最初に、給料から天引きされる社会保険料を簡単にまとめておきましょう。
給料明細の社会保険料控除欄をご覧ください。
- 健康保険料
- 厚生年金保険料
- 雇用保険料
の3つの社会保険料が確認できないでしょうか?
それぞれ加入要件が違いますので、契約社員さんやパート・アルバイトさんなどの雇用形態によっては、もしかしたら全部の社会保険料は天引きされていないかもしれません。
しかし、フルタイムの正社員さんであれば、これらの3つの社会保険料が控除欄に記載されていると思います。
具体的な保険料の計算方法は省略しますが(実際には健康保険料や厚生年金保険料は「標準報酬月額」を使って計算します)、それぞれ給料の
- 健康保険料:約5%
- 厚生年金保険料:約9%
- 雇用保険料:0.3%
くらいの金額になっているのではないでしょうか。
合計で15%以上が社会保険料として天引きされているのは、正直なところ「高いな~」と思います(さらに所得税や住民税も天引きされますので、手取りの給料はもっと減りますから、なおさら負担感は強いですよね)。
いずれにしても、これらの社会保険料は給料明細に明確に記載されていますので、実際に払っていることが確認できます。
給料から天引きされない社会保険料
それでは、給料から天引きされない社会保険料についてみていきましょう。
ここでは、
- 国民年金保険料
- 労災保険料
- 介護保険料
の3つをみていきます。
国民年金保険料
まず、国民年金保険料です。
これは給料から天引きされません。
しかし、厚生年金保険料を払っている期間は、ちゃんと将来の国民年金(老齢基礎年金)をもらえる期間としてカウントされます。
厚生年金に加入している人は同時に国民年金の「第2号被保険者」という地位を有しているのです。
国民年金保険料は厚生年金保険料に含まれいると考えてください。
「基礎年金拠出金」というものを厚生年金の実施者や実施機関が分担して負担しているのです(小難しい話なので省略します)。
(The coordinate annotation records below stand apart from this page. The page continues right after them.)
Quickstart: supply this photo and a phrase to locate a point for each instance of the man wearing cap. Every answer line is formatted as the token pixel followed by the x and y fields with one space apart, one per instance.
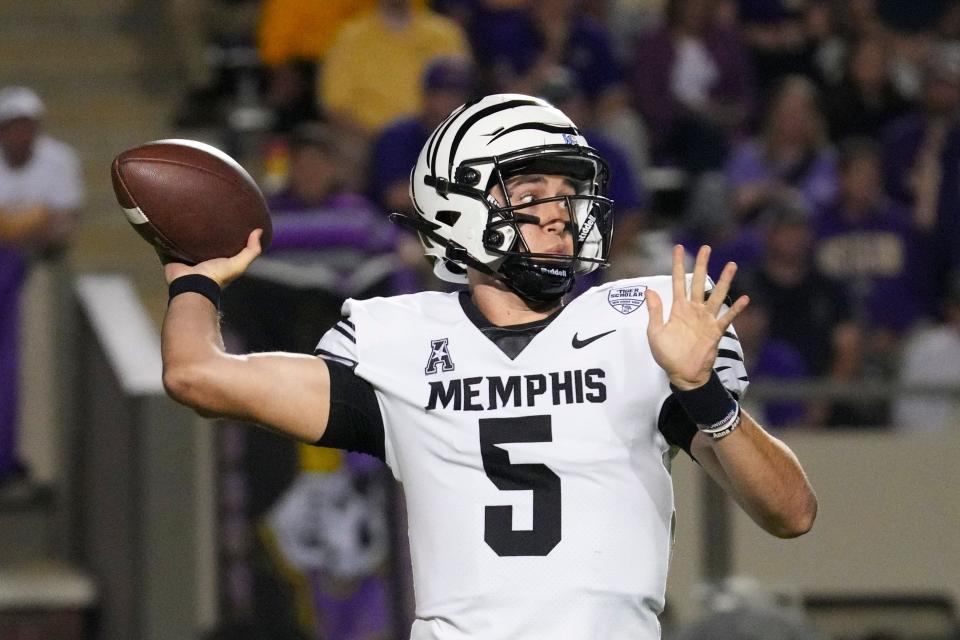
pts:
pixel 40 194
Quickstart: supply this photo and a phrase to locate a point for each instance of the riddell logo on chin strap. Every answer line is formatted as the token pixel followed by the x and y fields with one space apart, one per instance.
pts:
pixel 580 344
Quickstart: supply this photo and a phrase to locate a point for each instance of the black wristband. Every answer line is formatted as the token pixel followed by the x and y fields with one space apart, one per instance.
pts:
pixel 709 405
pixel 196 283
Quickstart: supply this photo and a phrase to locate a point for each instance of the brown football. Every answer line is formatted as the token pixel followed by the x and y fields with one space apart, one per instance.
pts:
pixel 189 199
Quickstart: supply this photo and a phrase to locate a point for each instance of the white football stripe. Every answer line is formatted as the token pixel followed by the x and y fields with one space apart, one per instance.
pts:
pixel 135 215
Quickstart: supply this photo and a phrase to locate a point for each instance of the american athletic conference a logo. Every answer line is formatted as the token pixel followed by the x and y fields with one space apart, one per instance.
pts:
pixel 439 359
pixel 627 299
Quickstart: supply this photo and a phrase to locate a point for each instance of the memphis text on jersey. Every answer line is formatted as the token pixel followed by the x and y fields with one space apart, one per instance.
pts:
pixel 488 393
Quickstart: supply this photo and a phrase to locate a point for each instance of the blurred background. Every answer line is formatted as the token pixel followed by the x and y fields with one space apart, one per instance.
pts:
pixel 815 142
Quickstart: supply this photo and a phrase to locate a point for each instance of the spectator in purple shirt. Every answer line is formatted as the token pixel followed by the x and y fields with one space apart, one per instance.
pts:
pixel 771 360
pixel 921 153
pixel 328 243
pixel 868 241
pixel 808 310
pixel 866 99
pixel 691 81
pixel 791 154
pixel 447 83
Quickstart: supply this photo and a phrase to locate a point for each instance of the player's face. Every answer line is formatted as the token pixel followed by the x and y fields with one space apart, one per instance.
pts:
pixel 552 233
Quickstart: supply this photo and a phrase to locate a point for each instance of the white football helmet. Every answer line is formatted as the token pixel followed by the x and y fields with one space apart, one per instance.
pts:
pixel 478 146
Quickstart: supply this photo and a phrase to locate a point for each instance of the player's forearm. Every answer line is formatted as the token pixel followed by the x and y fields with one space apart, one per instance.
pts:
pixel 192 351
pixel 22 226
pixel 763 476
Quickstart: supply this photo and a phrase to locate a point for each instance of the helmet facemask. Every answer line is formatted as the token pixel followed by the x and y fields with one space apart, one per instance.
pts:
pixel 545 277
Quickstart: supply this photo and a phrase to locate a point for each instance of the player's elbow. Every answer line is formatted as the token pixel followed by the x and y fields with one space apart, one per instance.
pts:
pixel 185 384
pixel 798 520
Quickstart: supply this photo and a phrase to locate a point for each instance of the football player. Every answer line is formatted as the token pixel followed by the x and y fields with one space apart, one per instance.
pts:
pixel 533 436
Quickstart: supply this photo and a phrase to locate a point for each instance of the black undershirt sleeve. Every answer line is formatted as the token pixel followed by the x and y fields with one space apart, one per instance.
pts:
pixel 676 426
pixel 355 423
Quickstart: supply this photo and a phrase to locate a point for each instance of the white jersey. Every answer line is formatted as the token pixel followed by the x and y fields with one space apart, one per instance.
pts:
pixel 538 491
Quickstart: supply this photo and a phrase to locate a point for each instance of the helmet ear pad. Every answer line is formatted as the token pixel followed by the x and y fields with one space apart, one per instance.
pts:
pixel 500 234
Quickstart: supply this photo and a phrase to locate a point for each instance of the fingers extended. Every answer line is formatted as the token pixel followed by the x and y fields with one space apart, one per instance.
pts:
pixel 655 310
pixel 727 318
pixel 722 288
pixel 699 283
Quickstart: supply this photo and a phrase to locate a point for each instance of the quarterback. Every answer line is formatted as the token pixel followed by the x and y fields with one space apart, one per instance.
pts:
pixel 533 435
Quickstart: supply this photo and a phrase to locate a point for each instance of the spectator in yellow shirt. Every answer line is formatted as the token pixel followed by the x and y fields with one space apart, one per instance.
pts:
pixel 372 71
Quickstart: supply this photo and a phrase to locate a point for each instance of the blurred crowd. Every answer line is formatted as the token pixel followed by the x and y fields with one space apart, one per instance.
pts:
pixel 814 142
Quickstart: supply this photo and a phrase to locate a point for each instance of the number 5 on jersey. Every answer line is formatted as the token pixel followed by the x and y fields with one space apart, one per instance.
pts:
pixel 498 531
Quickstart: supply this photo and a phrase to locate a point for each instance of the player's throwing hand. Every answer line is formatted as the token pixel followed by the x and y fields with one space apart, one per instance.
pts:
pixel 222 270
pixel 685 346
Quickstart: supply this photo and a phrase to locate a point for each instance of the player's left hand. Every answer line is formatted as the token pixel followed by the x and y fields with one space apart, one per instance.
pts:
pixel 685 346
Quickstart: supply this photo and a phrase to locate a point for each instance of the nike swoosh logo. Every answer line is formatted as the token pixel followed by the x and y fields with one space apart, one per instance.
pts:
pixel 580 344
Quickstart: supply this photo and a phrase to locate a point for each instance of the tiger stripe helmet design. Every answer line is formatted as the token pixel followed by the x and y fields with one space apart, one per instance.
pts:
pixel 479 145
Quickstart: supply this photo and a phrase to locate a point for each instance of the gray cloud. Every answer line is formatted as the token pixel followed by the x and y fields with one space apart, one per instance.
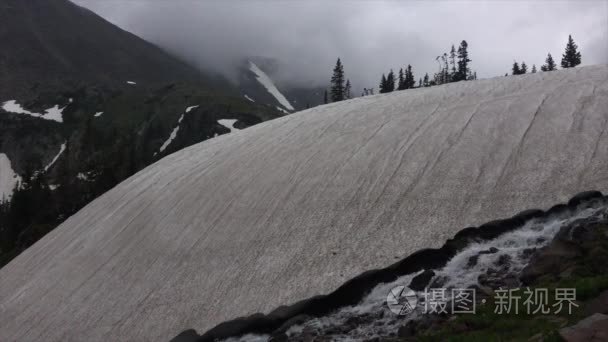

いずれにしても、厚生年金保険料を払っている人は国民年金保険料を別に払う必要はないので、給料から天引きされることもないというわけです。
労災保険料
次に、労災保険料です。
これも給料から天引きされません。
その理由はシンプルです。
労災保険料は全額が事業主(会社)負担だからです。
ですので、給料から労災保険料が天引きされていなくても、事業主(会社)が労災保険の適用事業所であれば、その従業員の労災事故に対してはちゃんと労災保険が適用されます。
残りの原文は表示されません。